For me Stefano’s strength is his way to do sophistication in a very casual way.
I have an outfit from his ss08 YSL collection which is a grey jersey top with the Ysl logo with the matching pant that could be a sophisticated interpretation of a tracksuit and this is maybe what I miss here.

Sorry i responded even if it was directed to me:lol:
 
I guess it has a connection with Hip-Hop but for me it’s really reminescent of classic European « suburbs » style.
I don’t want to say «hood » because it’s more cultural than that but this is similar to the way people dressed where I grew up and people dressed a bit like that up until recently.

Obviously with the streetwear frenzy, this style which wasn’t well perceived is now mainstream and it’s always funny to see people from more privileged backgrounds dressed like that.

That's what I mean. Around these parts it's still quite usual to see kids dressed like that and is less about music and more about looking "dangerous" given the connection to marginalized groups. It's insensitive but when it's kids you give them the benefit of the doubt. I find it strange to see grown-up designers using that in 2018. It's very bourgeoisie and not very... "woke", if you know what I mean. But, again, it's just the styling, the clothing is indeed giving me more Rick Owens meets Helmut Lang than anything else.

As a side note: I find that to be the major problem with most luxury streetwear nowadays. They try to be young and cool but they come across as old and out-of-tune as Donatella Versace. Margiela, Demna's hero, broke the rules and made people uncomfortable. The price tag was high but it all came from a very deep and personal place. He wouldn't fall for something as badly stereotypical as this "look" that everyone from Demna to Kanye West and Gosha seem so eager to cash on.
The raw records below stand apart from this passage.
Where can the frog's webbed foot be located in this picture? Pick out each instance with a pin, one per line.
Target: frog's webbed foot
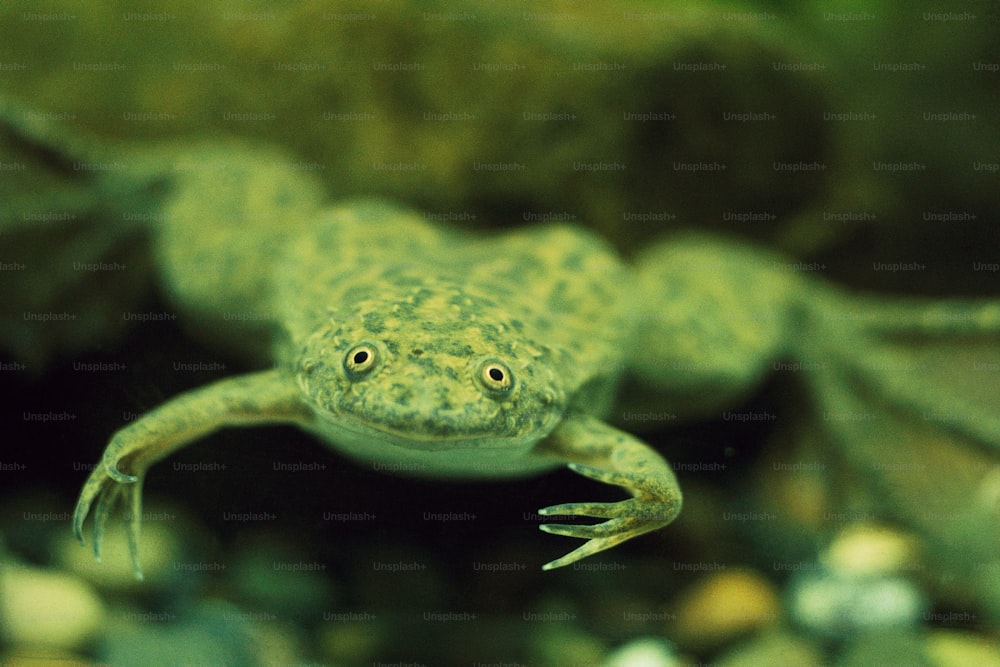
(256, 398)
(108, 487)
(620, 460)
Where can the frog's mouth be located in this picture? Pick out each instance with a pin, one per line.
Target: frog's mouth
(349, 431)
(434, 455)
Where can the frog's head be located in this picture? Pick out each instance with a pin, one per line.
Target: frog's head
(397, 372)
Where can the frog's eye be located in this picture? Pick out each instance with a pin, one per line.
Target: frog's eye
(496, 378)
(360, 360)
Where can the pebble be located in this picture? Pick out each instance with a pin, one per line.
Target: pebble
(723, 606)
(868, 549)
(838, 606)
(774, 649)
(951, 648)
(643, 652)
(47, 609)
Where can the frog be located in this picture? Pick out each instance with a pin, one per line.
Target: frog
(397, 341)
(449, 354)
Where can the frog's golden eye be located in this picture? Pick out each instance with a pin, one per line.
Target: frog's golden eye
(360, 360)
(496, 378)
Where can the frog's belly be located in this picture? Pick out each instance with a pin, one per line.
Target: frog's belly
(460, 458)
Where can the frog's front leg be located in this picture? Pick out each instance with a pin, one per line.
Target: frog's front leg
(264, 397)
(600, 452)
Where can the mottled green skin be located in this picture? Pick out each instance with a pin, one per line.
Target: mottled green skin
(422, 348)
(435, 305)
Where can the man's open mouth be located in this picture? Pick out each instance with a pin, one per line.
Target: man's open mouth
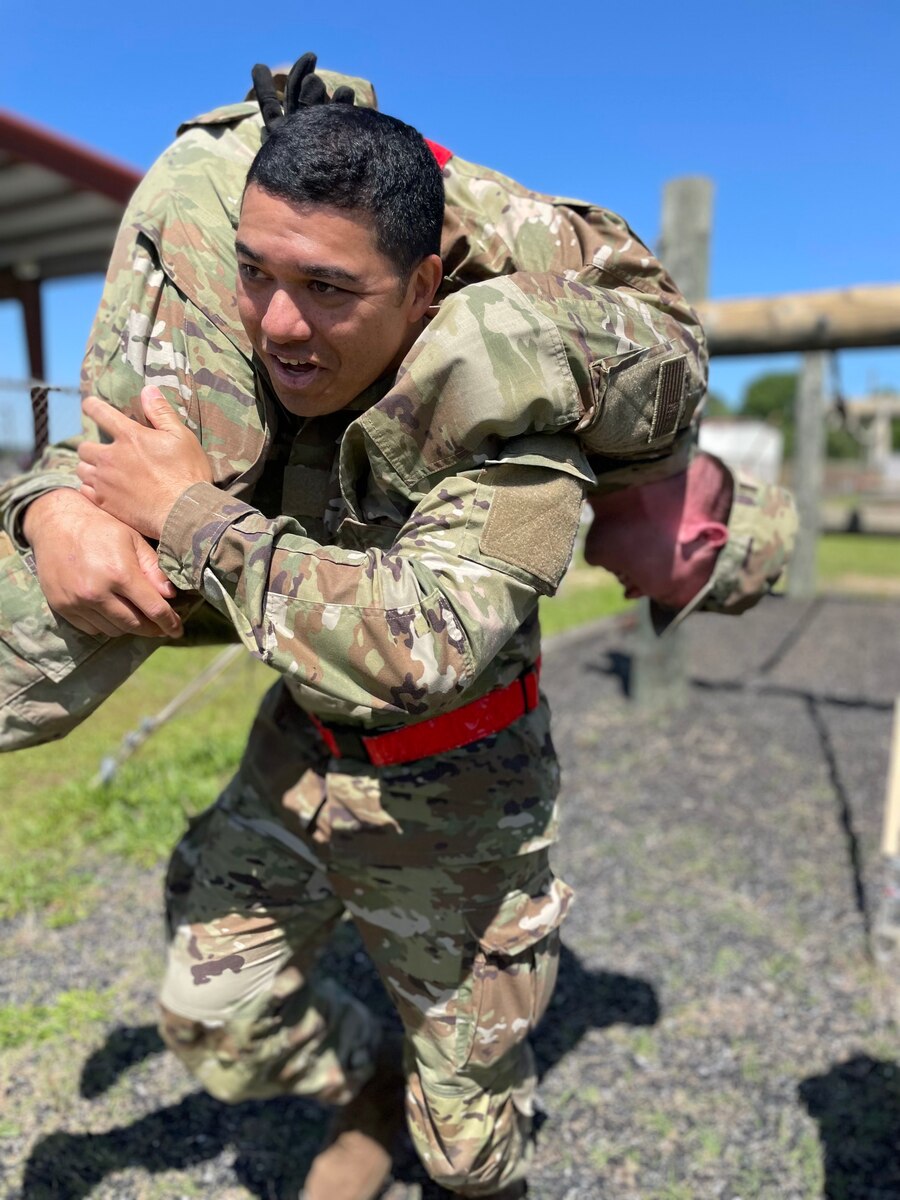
(295, 371)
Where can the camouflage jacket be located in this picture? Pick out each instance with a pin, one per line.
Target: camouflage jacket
(403, 571)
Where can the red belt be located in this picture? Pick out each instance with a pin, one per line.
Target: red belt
(473, 721)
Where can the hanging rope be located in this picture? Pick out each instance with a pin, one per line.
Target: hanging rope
(136, 738)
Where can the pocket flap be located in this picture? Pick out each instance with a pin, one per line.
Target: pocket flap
(521, 918)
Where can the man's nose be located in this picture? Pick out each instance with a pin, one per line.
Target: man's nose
(285, 321)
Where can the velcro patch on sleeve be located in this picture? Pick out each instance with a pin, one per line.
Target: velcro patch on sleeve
(533, 520)
(670, 395)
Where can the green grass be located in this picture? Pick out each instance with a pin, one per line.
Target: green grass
(58, 826)
(856, 555)
(58, 822)
(70, 1014)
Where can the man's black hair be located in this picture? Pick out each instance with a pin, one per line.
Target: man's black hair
(357, 159)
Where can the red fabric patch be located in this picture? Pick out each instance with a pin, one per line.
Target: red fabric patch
(442, 154)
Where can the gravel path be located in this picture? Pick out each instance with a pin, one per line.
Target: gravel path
(718, 1030)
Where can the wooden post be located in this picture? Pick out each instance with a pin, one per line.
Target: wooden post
(808, 473)
(659, 676)
(30, 298)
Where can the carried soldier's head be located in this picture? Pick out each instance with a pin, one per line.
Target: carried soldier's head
(339, 251)
(707, 538)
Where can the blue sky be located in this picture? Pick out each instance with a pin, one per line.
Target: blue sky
(789, 107)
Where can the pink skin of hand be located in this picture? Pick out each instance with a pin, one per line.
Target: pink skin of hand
(138, 475)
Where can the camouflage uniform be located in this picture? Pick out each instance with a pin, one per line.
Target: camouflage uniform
(389, 568)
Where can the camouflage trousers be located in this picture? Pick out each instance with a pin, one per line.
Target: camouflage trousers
(442, 864)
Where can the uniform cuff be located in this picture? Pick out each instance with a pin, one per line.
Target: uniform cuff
(196, 522)
(19, 497)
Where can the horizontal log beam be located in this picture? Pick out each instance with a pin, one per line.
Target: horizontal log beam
(868, 315)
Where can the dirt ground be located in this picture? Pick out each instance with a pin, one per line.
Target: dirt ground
(718, 1030)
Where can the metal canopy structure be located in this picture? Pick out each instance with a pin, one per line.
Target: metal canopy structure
(60, 207)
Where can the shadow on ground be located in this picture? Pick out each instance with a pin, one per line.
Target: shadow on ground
(274, 1141)
(857, 1108)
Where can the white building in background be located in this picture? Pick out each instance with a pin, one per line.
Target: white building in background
(753, 445)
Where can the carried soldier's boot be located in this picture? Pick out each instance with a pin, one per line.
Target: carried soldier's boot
(357, 1161)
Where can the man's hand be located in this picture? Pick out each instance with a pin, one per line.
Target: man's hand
(96, 571)
(142, 472)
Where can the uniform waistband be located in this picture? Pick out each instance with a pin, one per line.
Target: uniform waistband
(479, 719)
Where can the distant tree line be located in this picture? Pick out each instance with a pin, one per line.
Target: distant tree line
(771, 399)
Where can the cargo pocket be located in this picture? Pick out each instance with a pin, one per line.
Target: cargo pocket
(31, 631)
(515, 958)
(52, 675)
(639, 402)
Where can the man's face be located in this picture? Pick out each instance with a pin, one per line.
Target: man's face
(641, 534)
(323, 307)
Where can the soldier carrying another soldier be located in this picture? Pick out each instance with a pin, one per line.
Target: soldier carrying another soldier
(423, 489)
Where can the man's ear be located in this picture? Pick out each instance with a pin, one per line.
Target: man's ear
(702, 537)
(424, 282)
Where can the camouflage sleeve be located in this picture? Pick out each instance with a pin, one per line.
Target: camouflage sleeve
(634, 343)
(402, 628)
(167, 313)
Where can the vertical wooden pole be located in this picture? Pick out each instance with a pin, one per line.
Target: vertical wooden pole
(30, 299)
(808, 472)
(659, 676)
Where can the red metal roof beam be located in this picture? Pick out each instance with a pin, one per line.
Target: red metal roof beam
(84, 167)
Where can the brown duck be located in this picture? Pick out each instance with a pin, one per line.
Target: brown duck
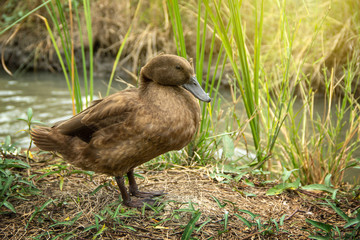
(131, 127)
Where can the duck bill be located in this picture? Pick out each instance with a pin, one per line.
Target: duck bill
(194, 87)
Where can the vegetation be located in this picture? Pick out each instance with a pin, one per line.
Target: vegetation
(279, 61)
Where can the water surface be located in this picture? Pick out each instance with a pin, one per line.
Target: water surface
(46, 93)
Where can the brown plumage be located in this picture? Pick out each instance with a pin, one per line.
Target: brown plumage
(128, 128)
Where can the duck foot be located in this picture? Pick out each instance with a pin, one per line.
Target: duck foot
(139, 203)
(147, 194)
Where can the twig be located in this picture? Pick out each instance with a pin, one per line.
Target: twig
(253, 234)
(297, 210)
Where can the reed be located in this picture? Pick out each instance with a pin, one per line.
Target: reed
(63, 28)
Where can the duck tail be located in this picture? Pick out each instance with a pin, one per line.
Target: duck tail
(48, 139)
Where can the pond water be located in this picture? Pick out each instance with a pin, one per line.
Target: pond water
(46, 93)
(48, 96)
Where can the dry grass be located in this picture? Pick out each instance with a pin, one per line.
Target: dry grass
(183, 185)
(326, 35)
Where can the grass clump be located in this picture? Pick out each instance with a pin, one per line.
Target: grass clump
(13, 182)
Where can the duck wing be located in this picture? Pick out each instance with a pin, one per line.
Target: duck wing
(102, 113)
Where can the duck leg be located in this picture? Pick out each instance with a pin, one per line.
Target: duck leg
(134, 190)
(138, 203)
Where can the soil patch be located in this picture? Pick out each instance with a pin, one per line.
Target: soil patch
(80, 209)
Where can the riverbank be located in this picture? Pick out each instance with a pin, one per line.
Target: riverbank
(82, 205)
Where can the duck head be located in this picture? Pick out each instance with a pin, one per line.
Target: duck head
(172, 70)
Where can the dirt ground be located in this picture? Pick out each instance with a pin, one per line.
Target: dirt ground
(77, 199)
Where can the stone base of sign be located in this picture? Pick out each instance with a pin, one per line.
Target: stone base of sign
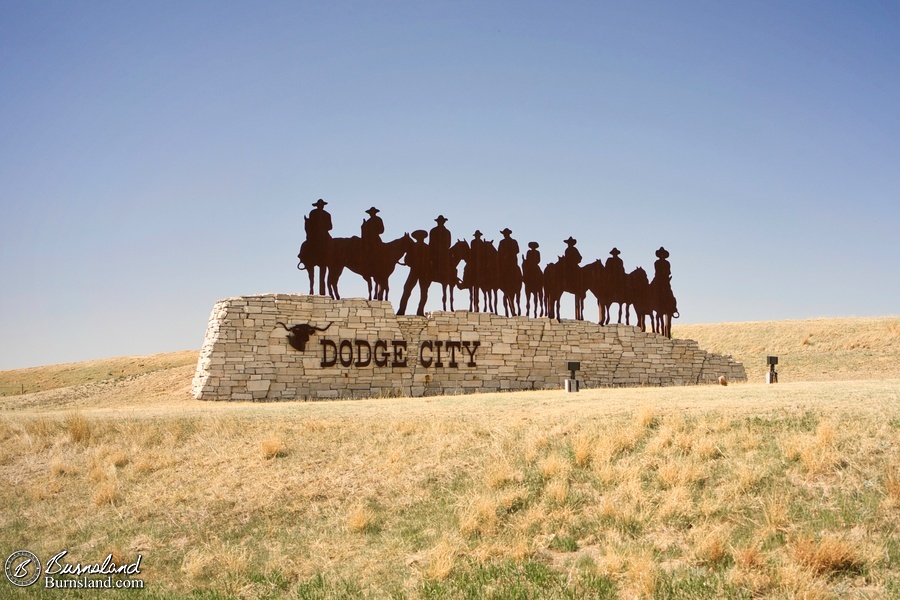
(367, 350)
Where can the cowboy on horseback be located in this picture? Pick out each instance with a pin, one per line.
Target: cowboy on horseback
(314, 252)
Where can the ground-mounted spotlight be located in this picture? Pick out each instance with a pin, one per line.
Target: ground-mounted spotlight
(772, 374)
(571, 382)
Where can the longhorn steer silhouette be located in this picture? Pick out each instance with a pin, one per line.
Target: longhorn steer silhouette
(299, 334)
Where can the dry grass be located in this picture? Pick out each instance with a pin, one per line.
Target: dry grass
(750, 490)
(828, 554)
(271, 447)
(808, 350)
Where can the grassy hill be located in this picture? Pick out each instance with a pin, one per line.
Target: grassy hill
(747, 490)
(807, 350)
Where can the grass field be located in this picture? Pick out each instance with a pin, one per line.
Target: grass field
(786, 491)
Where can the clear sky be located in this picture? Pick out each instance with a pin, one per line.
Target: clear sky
(158, 156)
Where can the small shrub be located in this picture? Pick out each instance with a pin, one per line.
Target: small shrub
(557, 490)
(271, 448)
(106, 493)
(361, 518)
(829, 554)
(554, 466)
(582, 448)
(79, 429)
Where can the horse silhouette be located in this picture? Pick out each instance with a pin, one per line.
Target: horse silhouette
(298, 335)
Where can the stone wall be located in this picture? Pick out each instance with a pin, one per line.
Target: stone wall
(367, 351)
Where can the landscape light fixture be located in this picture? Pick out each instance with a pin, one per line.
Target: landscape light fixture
(572, 383)
(772, 375)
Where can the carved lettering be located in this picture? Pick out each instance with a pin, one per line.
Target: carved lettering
(381, 354)
(363, 353)
(452, 347)
(471, 352)
(328, 362)
(437, 348)
(399, 354)
(360, 344)
(425, 362)
(346, 362)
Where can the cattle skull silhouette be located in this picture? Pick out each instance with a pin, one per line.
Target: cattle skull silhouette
(299, 334)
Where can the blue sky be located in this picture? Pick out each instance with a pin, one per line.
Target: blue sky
(156, 157)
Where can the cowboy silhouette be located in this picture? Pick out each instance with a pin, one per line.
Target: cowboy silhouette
(373, 227)
(661, 268)
(509, 275)
(571, 257)
(662, 299)
(533, 278)
(508, 250)
(615, 269)
(315, 251)
(439, 240)
(472, 274)
(318, 224)
(370, 232)
(419, 263)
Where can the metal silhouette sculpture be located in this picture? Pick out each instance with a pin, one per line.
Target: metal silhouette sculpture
(565, 276)
(661, 296)
(375, 267)
(509, 274)
(480, 274)
(444, 259)
(419, 262)
(488, 271)
(370, 233)
(298, 335)
(316, 250)
(533, 279)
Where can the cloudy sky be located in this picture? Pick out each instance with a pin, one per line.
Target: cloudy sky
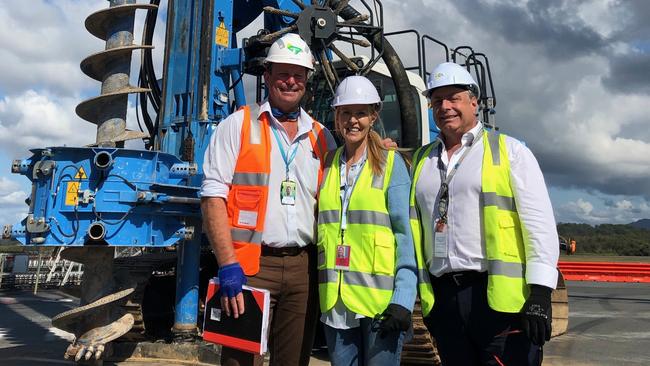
(572, 80)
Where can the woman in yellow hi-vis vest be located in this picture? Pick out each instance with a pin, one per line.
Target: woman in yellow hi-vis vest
(366, 259)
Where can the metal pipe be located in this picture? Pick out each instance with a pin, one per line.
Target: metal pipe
(103, 160)
(96, 231)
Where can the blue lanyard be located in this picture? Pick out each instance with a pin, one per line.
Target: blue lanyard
(289, 160)
(348, 187)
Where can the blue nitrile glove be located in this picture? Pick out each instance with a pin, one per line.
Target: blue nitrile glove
(231, 279)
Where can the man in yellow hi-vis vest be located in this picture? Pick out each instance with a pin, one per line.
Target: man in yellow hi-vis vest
(485, 235)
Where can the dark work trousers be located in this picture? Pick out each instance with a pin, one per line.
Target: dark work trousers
(292, 281)
(468, 332)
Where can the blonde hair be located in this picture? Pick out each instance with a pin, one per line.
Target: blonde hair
(375, 146)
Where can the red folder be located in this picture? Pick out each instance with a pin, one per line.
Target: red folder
(249, 332)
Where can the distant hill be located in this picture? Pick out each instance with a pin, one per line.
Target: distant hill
(608, 239)
(641, 224)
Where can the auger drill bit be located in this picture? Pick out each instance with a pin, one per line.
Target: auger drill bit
(100, 318)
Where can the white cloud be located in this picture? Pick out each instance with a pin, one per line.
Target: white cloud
(35, 120)
(623, 211)
(12, 202)
(42, 44)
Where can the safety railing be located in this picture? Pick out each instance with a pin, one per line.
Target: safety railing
(605, 271)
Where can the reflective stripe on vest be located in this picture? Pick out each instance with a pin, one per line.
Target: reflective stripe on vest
(248, 194)
(507, 289)
(366, 288)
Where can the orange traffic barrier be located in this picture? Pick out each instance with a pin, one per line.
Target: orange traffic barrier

That's why I thought Pilati was above that.
 
I find what you're saying pretty fascinating @Lola701 and @EstefaniaAbaddon ...
being that I don't live in the suburbs and really try not to even visit them, this is not what I see, but I totally get what you're saying now...
you explained it perfectly...thanks...

anyone I know or see who wears stuff like this is indeed urban and usually part of the hip hope scene...

you've given me a bigger picture now...
really interesting...

my guess is that this is going to be an older customer though...

edit to add...
I can't help loving the last look which I think is a bomber jacket worn backwards and upside down...
it really puts across the message of taking the pieces and making them your own, imho...
you see this kind of styling in editorials but I can't think of a time I've seen it on the runway...
:heart:...

and I seriously want those boots...:clap:
 
didn't Stefano work at Prada back in the day?
Miu Miu, in fact

I wish the collection had more of Pilati's incredible taste when attiring himself, even for his IG account, and less of this ersatz Berlin grubbiness.